# We won! We won!!!



## Velvet (Dec 3, 2008)

Hi Everyone!!

I showed a friends young appy filly at the Appaloosa Nationals on saturday and she won her class!!! AND she won reserve Champion Youngstock. Only beaten by a colt who was a year older, so more filled out and developed. 

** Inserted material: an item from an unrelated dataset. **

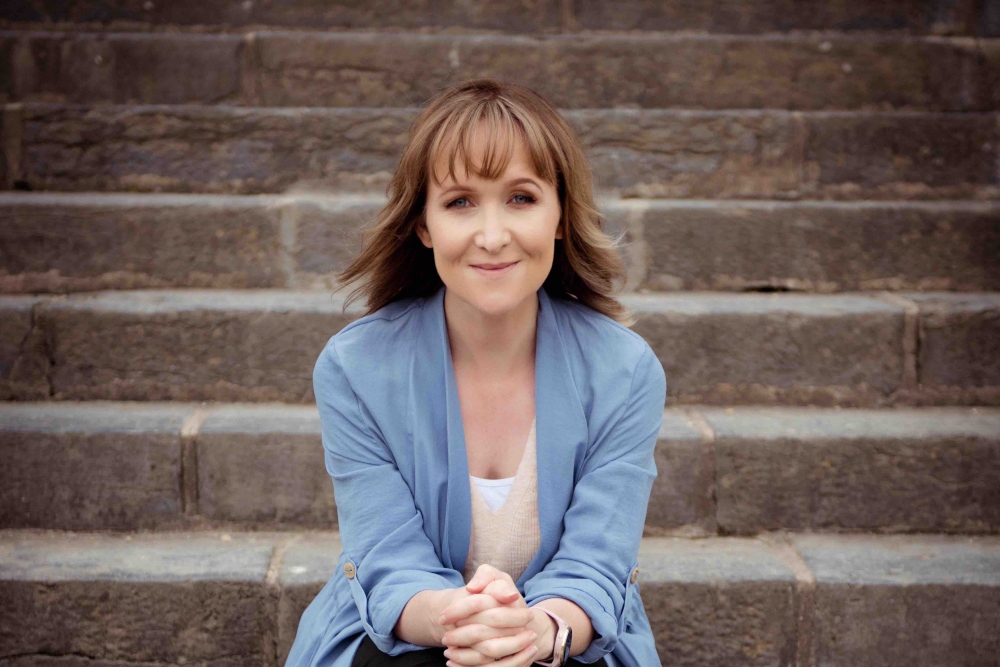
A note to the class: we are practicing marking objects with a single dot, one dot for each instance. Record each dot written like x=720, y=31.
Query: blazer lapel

I am so so proud of her! It was her first ever show and she was so well behaved! She didn't put a foot wrong and she TROTTED so BEAUTIFULLY!!!!!


----------



## equiniphile (Aug 16, 2009)

Congrats!!!!!!!!!!111


----------



## speedy da fish (May 7, 2009)

she is so gorgeous!, i dont believe that anyone could beat her


----------



## Velvet (Dec 3, 2008)

Thanks guys!!! I am so proud of her!!! It was her first show and she didn't put a foot wrong! Even when I huge metal board fell over and spooked the other youngsters, she turned to look but she didn't spook. She stood still for the judge, she stood around for the whole day without a fuss. (My friends had one of their older mares in later classes).

She is such a sweet little girl! Really wish she was mine!


----------



## tempest (Jan 26, 2009)

Congrats, for a job well done.


----------



## Vidaloco (Sep 14, 2007)

Hooray and congratulations! She is a pretty baby.


----------



## bubblegum (Oct 6, 2009)

well done


----------